Finding the best split algorithm for multiple features
FOR each feature in FEATURES:
FIND all thresholds for the feature
FOR each threshold in thresholds:
SPLIT the dataset using "feature > threshold" condition
COMPUTE the impurity of this split
SELECT the condition with the LOWEST IMPURITY
We may need to establish some stopping criteria. This is because we apply recursive splitting, but how do we determine when to stop?
Stopping Criteria
To determine when to halt the recursive splitting process, it is essential to define stopping criteria. These criteria are vital for preventing overfitting and ensuring that the tree-building process concludes when specific conditions are satisfied. In the next article, when we discuss parameter tuning, we will delve into common stopping criteria for decision trees. Selecting the right stopping criteria is crucial as it depends on the dataset and the problem we are addressing. By adhering to these criteria, we can achieve a balance between model complexity and generalization. These criteria can be integrated into the decision tree algorithm to determine when to cease recursive splitting.
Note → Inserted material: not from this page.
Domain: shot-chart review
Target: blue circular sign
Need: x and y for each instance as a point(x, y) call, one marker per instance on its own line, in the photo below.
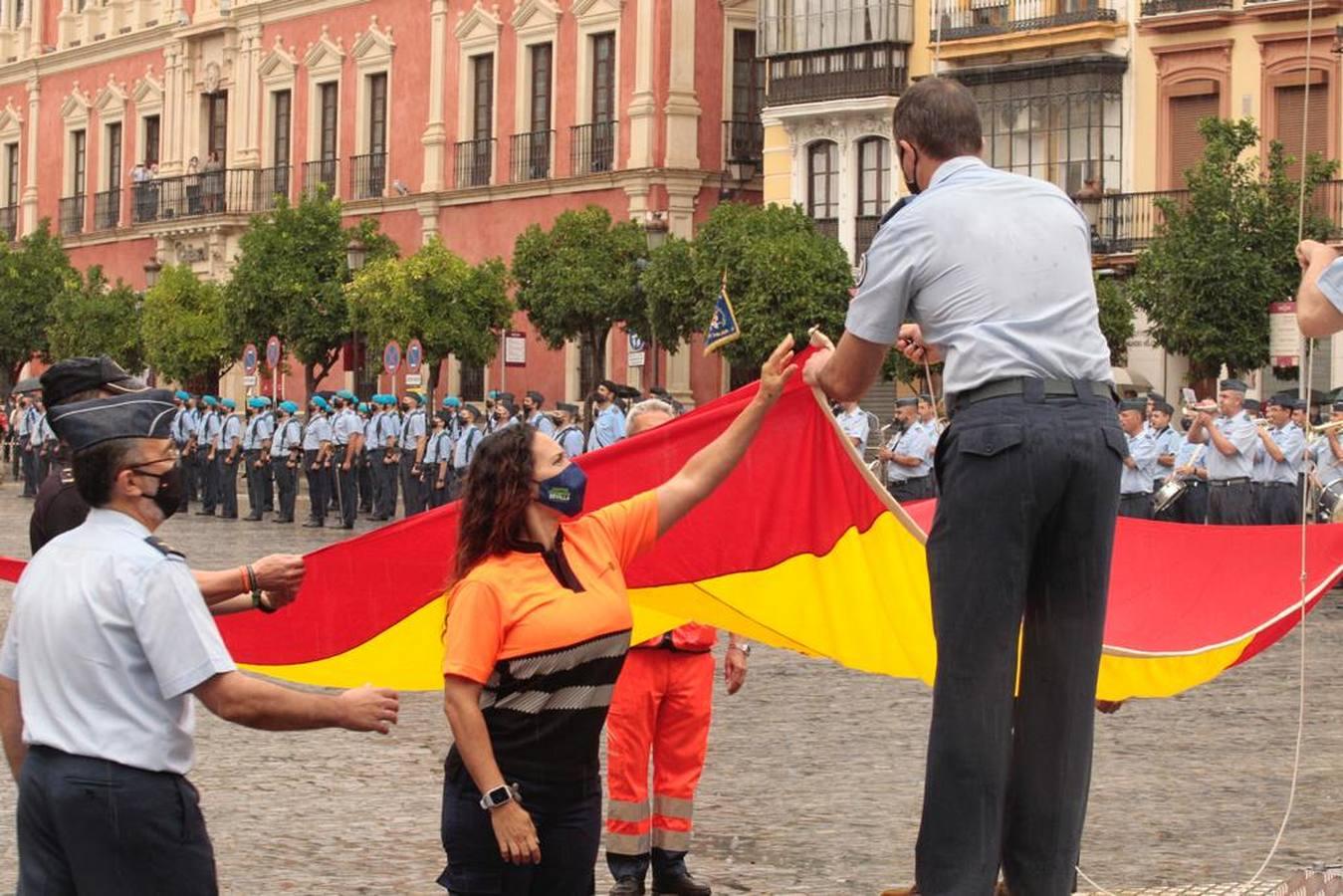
point(391, 357)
The most common stopping criteria are:
The group is already pure: If a node is pure, meaning all samples in that node belong to the same class, further splitting is unnecessary as it won’t provide any additional information.
The tree reached depth limit (controlled by max_depth): Limiting the depth of the tree helps control overfitting and ensures that the tree doesn’t become too complex.
The group is too small for further splitting (controlled by min_samples_leaf): Restricting splitting when the number of samples in a node falls below a certain threshold helps prevent overfitting and results in smaller, more interpretable trees.
When we use these criteria, we enforce simplicity in our model, thereby preventing overfitting. Let’s summarize the decision tree learning algorithm.
Decision Tree Learning Algorithm
Find the Best Split: For each feature evaluate all splits based on all possible thresholds and select this one that has the lowest impurity.
Stop if Max Depth is Reached: Stop the splitting process if the maximum allowable depth of the tree is reached.
If LEFT is Sufficiently Large and Not Pure Repeat for LEFT: If the left subset of data is both sufficiently large and not pure (contains more than one class), repeat the splitting process for the left subset.
If RIGHT is Sufficiently Large and Not PureRepeat for RIGHT: Similarly, if the right subset of data is both sufficiently large and not pure, repeat the splitting process for the right subset.
For more information on decision trees, you can visit the scikit-learn website. In the ‘Classification criteria’ section, you’ll find various methods for measuring impurity, including ‘Misclassification,’ as well as others like ‘Entropy’ and ‘Gini.’ It’s important to note that decision trees can also be employed to address regression problems.